Other names: Brassica juncea is commonly known as brown mustard, mustard greens or leaf mustard and Indian mustard.
General Information: Brassica juncea is one of the greens considered to be an essential element in soul food. Mustard greens are the leaves of the mustard plant, Brassica juncea. The leaves of mustard greens can have either a crumpled or flat texture and may have either toothed, scalloped, frilled or lacey edges. In addition to providing wonderfully nutritious greens, this plant also produces the acrid-tasting brown seeds that are used to make Dijon mustard.
This species is more pungent than the closely-related Brassica oleracea greens (kale, cabbage and collard greens, and is frequently mixed with these milder greens and wild greens such as dandelion. As with other greens in soul food cooking, they are generally flavored by being cooked for a long period with ham hocks or other smoked pork products.
Chinese and Japanese cuisines make much more use of mustard greens. A large variety of Brassica juncea cultivars are grown and enjoyed, such as zha cai (tatsoi), mizuna, juk gai choy, and hseuh li hung (雪里红).

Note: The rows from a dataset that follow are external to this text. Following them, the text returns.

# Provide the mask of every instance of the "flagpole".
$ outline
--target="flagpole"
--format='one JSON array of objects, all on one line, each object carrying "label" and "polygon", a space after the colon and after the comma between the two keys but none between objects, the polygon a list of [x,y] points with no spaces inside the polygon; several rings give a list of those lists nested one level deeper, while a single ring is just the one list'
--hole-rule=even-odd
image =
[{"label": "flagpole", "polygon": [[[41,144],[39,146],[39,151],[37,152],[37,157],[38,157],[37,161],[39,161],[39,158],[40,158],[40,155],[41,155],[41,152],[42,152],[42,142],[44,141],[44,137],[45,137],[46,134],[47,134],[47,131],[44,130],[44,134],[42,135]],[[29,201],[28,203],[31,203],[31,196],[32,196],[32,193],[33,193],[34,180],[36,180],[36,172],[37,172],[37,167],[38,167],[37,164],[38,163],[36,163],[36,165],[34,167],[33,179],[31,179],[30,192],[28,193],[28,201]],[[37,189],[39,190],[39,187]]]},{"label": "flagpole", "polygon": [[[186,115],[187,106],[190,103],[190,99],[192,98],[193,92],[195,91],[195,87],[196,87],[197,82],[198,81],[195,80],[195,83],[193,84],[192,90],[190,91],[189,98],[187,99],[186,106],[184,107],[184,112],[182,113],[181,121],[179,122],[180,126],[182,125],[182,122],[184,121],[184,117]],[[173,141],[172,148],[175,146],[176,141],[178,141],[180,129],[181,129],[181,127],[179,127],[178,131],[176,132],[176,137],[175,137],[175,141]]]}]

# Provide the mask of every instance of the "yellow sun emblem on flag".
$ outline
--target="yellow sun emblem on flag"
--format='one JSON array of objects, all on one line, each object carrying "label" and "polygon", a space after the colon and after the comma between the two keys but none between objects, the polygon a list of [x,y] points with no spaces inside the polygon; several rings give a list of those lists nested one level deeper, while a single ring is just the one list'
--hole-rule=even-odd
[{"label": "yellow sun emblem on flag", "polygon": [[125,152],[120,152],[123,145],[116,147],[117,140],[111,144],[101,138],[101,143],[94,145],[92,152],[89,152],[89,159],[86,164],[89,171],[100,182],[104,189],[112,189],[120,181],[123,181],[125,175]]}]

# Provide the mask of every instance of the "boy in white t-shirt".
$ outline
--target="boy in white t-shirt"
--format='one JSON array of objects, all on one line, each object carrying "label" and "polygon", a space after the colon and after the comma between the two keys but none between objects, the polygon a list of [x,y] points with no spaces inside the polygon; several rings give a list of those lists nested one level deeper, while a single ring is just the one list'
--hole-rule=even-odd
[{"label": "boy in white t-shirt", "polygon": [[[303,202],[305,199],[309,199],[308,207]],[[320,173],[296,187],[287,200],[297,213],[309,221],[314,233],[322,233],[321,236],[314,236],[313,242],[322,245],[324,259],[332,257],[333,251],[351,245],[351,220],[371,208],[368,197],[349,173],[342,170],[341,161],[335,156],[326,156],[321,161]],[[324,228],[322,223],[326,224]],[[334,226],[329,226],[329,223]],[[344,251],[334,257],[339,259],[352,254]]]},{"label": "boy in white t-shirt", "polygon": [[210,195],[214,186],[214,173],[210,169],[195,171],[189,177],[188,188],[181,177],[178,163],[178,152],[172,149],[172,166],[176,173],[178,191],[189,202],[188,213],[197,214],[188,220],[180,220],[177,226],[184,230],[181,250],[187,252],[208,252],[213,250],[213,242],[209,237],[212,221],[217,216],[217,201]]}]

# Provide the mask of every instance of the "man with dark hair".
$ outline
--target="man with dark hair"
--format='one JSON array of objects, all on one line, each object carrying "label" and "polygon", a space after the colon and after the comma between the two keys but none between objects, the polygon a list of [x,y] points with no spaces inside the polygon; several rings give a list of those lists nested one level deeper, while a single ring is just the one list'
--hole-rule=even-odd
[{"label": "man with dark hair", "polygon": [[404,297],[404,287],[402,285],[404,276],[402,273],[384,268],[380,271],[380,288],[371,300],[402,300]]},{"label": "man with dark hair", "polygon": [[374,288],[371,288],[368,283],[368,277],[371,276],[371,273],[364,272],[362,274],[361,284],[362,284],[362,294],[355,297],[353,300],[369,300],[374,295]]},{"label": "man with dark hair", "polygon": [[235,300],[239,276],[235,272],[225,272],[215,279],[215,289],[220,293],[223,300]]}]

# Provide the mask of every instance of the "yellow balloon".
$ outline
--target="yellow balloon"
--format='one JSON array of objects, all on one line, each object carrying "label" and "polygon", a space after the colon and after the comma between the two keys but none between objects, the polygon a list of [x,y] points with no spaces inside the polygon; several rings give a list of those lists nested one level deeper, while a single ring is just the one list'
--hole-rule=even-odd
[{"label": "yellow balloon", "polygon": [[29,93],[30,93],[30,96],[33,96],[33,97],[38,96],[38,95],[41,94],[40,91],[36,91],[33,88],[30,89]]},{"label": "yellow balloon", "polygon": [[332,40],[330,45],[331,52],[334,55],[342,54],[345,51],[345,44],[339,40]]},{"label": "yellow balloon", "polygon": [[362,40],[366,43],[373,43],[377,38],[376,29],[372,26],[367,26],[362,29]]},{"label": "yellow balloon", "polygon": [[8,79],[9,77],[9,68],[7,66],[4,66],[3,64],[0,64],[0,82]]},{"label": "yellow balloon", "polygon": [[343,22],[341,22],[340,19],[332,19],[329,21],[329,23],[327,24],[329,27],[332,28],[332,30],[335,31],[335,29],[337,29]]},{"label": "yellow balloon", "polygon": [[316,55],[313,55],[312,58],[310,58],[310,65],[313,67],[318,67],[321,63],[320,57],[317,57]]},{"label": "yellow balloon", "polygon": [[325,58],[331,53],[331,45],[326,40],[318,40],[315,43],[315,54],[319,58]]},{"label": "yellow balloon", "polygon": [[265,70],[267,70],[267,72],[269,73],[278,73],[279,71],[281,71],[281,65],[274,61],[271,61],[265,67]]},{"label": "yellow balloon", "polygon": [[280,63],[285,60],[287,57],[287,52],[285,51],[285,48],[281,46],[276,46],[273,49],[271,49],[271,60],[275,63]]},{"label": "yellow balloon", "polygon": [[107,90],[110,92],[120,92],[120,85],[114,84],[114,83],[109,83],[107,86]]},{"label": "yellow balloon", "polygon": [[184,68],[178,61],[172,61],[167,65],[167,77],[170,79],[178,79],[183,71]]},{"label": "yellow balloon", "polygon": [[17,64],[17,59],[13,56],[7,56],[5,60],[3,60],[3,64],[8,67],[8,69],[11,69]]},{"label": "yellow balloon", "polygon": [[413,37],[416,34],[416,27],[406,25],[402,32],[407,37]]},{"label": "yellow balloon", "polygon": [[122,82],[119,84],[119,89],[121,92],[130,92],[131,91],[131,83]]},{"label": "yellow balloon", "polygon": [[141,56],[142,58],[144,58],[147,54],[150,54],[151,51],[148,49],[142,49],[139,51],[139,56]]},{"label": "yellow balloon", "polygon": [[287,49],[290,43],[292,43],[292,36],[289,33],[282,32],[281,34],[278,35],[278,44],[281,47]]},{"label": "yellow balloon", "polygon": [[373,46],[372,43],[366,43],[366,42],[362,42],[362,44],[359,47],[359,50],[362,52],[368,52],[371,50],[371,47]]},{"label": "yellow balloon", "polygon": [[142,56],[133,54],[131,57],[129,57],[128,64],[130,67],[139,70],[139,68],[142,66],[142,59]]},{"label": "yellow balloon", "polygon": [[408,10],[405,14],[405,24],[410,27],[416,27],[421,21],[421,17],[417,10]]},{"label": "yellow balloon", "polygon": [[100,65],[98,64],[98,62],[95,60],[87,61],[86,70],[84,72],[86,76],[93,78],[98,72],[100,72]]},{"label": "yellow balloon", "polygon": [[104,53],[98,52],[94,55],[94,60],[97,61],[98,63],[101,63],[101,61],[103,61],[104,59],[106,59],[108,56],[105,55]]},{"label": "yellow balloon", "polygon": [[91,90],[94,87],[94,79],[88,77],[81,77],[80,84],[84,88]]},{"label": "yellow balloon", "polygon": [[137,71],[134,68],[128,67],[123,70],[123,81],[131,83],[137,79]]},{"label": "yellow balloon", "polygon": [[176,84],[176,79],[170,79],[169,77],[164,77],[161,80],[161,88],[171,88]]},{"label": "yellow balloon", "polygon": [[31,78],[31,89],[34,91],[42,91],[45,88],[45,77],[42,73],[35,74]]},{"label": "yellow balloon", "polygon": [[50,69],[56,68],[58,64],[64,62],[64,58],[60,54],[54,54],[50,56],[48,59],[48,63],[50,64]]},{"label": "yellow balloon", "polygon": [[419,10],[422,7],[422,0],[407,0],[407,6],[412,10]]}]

Asian mustard greens are generally stir-fried or pickled. A South-East Asian dish called asam gai choy or kiam chai boey is often made with leftovers from a large meal. It involves stewing mustard greens with tamarind, dried chillies and leftover meat on the bone.
Nutritional: Mustard greens are jampacked with nutrients. They provide good to excellent amounts of 9 vitamins, 7 minerals, dietary fiber and protein. And if that were not impressive enough, being a member of the Brassica family along with broccoli, cabbage and Brussels sprouts, they also feature the health-promoting phytonutrients known as glucosinolates.
Mustard greens contain numerous nutrients that can contribute to a healthy cardiovascular system, including the antioxidants, vitamin E, beta-carotene and vitamin C.